Our research aims to collaboratively begin the process of building a more holistic model of Alzheimer’s disease that starts to embrace its complexity. We are building towards a tissue model in which perturbations of the processes can be tested for their effects on outcome, enabling us to understand what tips the brain from health to disease, and then back to health again.
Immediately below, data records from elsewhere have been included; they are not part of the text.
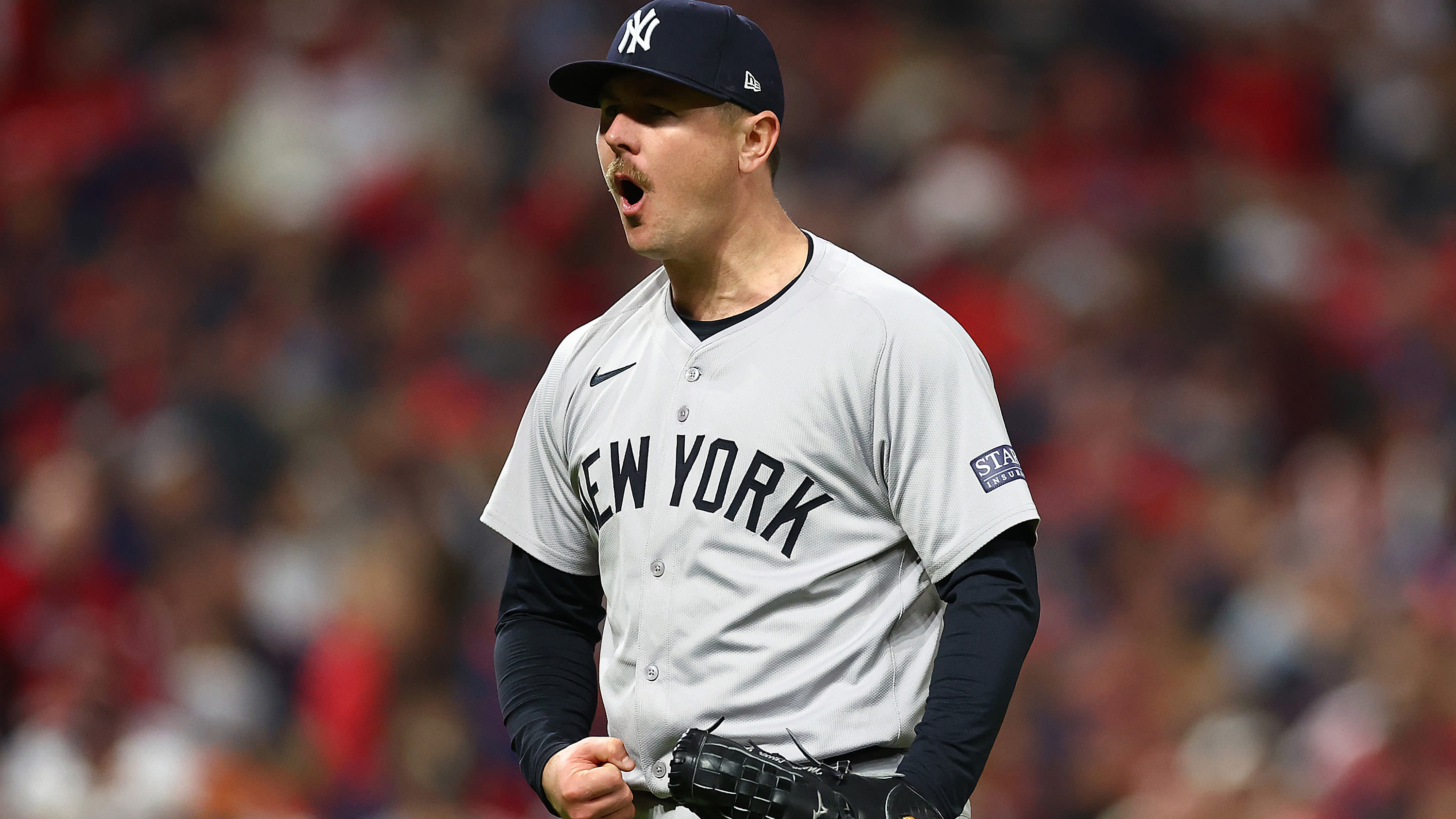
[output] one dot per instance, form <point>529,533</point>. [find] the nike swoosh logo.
<point>599,376</point>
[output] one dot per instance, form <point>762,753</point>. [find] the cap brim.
<point>581,82</point>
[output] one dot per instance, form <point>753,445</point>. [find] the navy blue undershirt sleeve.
<point>992,608</point>
<point>545,659</point>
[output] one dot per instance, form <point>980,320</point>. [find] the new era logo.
<point>640,31</point>
<point>998,467</point>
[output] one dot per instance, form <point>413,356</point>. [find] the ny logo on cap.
<point>635,31</point>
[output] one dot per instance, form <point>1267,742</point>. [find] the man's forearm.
<point>545,667</point>
<point>991,619</point>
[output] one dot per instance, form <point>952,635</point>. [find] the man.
<point>784,470</point>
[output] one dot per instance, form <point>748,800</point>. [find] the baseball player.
<point>772,480</point>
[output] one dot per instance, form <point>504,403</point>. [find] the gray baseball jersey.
<point>768,508</point>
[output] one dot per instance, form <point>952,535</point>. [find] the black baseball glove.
<point>721,779</point>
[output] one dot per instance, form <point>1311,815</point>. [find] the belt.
<point>864,755</point>
<point>845,763</point>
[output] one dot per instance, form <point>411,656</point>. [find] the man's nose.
<point>621,134</point>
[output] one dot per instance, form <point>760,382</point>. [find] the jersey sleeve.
<point>535,504</point>
<point>953,479</point>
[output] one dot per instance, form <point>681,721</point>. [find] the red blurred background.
<point>277,280</point>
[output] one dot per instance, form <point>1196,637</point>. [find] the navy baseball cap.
<point>701,46</point>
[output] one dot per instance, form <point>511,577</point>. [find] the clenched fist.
<point>584,780</point>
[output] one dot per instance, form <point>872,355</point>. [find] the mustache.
<point>621,168</point>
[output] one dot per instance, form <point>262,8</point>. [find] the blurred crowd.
<point>277,278</point>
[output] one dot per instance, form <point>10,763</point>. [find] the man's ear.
<point>761,134</point>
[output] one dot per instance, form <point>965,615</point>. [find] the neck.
<point>742,268</point>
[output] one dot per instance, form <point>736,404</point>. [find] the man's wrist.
<point>533,767</point>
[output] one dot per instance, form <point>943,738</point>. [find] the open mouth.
<point>631,191</point>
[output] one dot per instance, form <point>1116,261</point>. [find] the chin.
<point>645,242</point>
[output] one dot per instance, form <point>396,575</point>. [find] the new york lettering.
<point>718,483</point>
A pilot study of our research was presented at the world’s largest meeting of Alzheimer’s researchers at the American Alzheimer’s International Conference (AAIC 2017) in London last July (see ‘Now for some science …’ further down this page to view our poster and results of our pilot 2D model).

Key project team

We are a multidisciplinary team of geneticists, neuroscientists, physicists and engineers from University College London (UCL), which is recognised as a world-leader for its excellence in neurology and dementia research, innovative thinking and multidisciplinary collaboration, Rothamsted Research, which is a global leader in computational modelling and interdisciplinary research, and Glasgow University. Our key team members (from left to right) are:

  • Professor John Crawford who is a theoretical physicist, world-renowned for his mathematical approaches to understanding the multi-scale biophysical organisation of living systems
  • Sir John Hardy who has made some of the most significant contributions in the field of Alzheimer’s research, including his formulation of the amyloid cascade hypothesis that has underpinned basic science and treatment research into Alzheimer’s since the early 1990s
  • Dr Xiaoxian Zhang who is a highly experienced engineer and computational modeller with research interests in the use of tomography imaging and numerical modelling to study the flow and reactive transport in diverse fields of biological systems
  • Me(!), Dr Jenny Rollo, a research scientist, carer, and developer of Decoding Alzheimer’s, who brought this multidisciplinary team together to help understand the complex mechanisms of Alzheimer’s through a new way of thinking (read more about my research profile here).
When things get harder than we can imagine in science, we turn to the language of mathematics to search for deep simplicities. A computational systems biology approach to Alzheimer’s disease will allow us to embrace a new and realistic level of complexity to see the simplest solutions that are currently beyond our intuition.
— Prof. John Crawford

Alzheimer’s disease is a complex problem. This project is the first real attempt to embrace that complexity.
— Sir John Hardy

A pilot study of our research was presented at the world’s largest meeting of Alzheimer’s researchers at the Alzheimer’s Association International Conference (AAIC 2017) in London, July 2017.